Urban75 Home About Offline BrixtonBuzz Contact

F1 2020

Mika Salo and Finnish TV
It appears that the Finnish steward Mika Salo has passed on information about Lewis Hamilton's penalty to the Finnish TV channel C More. The channel reported that the penalty would come for Hamilton well before it was officially announced. Mika Salo is said to have passed on information to C More, well before the penalty was announced by F1. Ten minutes before it was announced by the stewards that Hamilton would be punished twice five seconds, the commentators already reported that the punishment would come. What is even more striking is that the investigation had not been completed at that time. The Finnish channel also reported that Hamilton would receive two penalty points twice on his super-licence. These had initially only become two and it was announced earlier this evening that they would be waived altogether.

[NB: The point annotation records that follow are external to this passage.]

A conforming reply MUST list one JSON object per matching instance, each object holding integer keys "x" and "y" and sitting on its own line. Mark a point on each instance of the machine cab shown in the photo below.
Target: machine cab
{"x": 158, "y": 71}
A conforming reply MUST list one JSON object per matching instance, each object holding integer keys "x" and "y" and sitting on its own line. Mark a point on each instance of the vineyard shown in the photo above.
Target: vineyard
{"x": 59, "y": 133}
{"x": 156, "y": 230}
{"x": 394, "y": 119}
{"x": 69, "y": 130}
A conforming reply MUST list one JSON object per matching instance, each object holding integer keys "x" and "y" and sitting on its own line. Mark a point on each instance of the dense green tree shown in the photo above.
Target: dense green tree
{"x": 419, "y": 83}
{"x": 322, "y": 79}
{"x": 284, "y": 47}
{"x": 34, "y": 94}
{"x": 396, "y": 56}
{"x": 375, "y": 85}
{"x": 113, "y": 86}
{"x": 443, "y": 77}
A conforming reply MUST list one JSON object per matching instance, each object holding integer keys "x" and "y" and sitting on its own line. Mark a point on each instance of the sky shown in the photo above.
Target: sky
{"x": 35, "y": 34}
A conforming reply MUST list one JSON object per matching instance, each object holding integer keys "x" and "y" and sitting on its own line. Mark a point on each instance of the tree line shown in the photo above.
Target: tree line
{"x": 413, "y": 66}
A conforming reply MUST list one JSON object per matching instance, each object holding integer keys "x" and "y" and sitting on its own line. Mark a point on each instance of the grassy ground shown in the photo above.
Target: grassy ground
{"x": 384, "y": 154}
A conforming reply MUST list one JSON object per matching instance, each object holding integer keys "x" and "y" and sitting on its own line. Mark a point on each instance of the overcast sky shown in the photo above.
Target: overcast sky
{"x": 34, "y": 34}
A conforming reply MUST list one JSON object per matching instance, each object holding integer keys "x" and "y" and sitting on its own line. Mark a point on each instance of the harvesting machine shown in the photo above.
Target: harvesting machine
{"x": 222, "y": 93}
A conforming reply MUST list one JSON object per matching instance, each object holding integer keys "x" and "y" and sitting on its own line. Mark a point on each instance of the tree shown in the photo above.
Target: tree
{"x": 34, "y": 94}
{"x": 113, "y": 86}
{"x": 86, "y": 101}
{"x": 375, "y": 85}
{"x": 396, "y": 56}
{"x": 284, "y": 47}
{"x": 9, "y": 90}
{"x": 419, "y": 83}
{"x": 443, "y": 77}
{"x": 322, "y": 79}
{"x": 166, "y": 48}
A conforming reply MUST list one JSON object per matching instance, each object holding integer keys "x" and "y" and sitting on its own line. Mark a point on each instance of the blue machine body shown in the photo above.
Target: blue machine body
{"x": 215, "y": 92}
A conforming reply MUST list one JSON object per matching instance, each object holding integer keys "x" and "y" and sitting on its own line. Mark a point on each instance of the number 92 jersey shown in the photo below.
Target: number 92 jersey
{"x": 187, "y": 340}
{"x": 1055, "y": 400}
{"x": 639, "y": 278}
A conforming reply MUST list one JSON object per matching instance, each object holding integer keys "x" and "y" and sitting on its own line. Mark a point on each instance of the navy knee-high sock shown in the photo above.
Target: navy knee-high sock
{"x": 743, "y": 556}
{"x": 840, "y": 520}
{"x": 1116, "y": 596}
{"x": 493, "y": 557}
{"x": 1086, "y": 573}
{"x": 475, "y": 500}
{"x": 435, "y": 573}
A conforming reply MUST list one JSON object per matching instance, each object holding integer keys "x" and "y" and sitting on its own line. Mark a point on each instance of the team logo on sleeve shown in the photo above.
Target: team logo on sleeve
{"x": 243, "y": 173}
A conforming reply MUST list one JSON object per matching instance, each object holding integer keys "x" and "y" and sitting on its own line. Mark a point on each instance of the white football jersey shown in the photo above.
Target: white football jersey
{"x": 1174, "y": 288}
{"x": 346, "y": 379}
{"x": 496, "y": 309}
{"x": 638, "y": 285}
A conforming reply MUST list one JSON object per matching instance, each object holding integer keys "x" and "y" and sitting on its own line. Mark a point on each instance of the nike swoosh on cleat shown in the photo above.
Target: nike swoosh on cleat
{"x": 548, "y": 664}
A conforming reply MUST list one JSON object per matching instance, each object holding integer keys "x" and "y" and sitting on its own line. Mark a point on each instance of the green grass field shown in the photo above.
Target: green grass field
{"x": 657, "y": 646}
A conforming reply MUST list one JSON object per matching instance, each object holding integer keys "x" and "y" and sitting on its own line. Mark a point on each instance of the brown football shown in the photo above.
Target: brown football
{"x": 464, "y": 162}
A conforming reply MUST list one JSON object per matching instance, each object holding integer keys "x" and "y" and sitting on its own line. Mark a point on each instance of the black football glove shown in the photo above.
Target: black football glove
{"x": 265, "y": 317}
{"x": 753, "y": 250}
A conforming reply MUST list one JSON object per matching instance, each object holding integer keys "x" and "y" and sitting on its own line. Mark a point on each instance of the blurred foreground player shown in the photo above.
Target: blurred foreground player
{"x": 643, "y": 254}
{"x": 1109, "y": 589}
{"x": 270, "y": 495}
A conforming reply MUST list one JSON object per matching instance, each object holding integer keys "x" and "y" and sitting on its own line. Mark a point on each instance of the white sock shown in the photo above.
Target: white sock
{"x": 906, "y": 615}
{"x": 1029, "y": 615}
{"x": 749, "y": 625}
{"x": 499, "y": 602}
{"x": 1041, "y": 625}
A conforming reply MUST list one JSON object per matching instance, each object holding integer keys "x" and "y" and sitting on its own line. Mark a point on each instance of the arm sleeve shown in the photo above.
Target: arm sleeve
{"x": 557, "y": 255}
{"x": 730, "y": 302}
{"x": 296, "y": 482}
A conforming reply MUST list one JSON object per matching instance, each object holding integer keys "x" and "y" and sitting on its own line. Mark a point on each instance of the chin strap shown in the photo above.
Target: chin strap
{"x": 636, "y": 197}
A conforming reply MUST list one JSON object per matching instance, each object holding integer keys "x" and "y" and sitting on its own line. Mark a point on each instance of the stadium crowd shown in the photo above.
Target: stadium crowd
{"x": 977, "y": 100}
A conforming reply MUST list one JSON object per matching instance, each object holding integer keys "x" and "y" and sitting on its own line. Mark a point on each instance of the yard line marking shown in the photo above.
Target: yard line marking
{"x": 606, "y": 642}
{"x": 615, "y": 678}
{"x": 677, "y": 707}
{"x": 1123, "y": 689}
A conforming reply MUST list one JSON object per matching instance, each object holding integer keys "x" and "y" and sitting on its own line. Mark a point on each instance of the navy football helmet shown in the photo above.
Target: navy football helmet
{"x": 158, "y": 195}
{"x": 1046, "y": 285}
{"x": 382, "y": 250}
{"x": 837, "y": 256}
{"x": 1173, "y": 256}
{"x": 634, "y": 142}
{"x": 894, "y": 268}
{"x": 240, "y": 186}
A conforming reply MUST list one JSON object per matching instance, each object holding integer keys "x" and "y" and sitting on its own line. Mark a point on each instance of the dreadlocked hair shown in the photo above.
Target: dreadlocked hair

Incidentally, this is not the first time that important information has been forwarded at an early stage. Salo himself has worked as a commentator, and during his duties as a steward it is more common for Finnish television to have this kind of information earlier. If the rumour is true, the FIA may intervene.
 
Was out for the race yesterday so avoided updates and watched this morning. Frustrating for Hamilton but rules is rules I guess? Shame it could not have been added to his time :hmm:
 
Hammy has been getting some bum steers from his team recently. The unnoticed pit-lane-closed alert didn't show up on the engineers' panels - 10 seconds drive-through. The team gave Hammy a precise location for two practice starts - 2 x 5 second penalties.

I know Toto is big on the no-blame culture, but someone - and it might as well be Hammy - needs to tell the team that mistakes like these make the whole team look incompetent, and that means all 1,000 employees of Mercedes F1, and that is a betrayal.

More to the point, they are carelessly throwing away world championship points, and if Hammy wants to get dramatic, they are jeopardising the chances of a driver becoming the most successful driver of all time. Does Mercedes want to go down in history as the team that failed him at the final hurdle? He ought to lay it on the line: he doesn't fuck up on track; the team doesn't fuck up its race engineering.

That said, I think Hammy has too many personal irons in the fire at the moment, and he's losing focus. He could spend less time doing sketches for Tommy Hilfiger and more time boning up on the rules of F1. He'll have all the time in the world for distractions after he's retired.
 
I know Toto is big on the no-blame culture, but someone - and it might as well be Hammy - needs to tell the team that mistakes like these make the whole team look incompetent, and that means all 1,000 employees of Mercedes F1, and that is a betrayal.
It won't help matters that the Netflix team, shooting the next Drive To Survive series, were filming with Mercedes at Sochi, in hope of capturing Lewis equalling Michael's record.

Wasn't it last year they screwed up in Germany when the film crew were around too?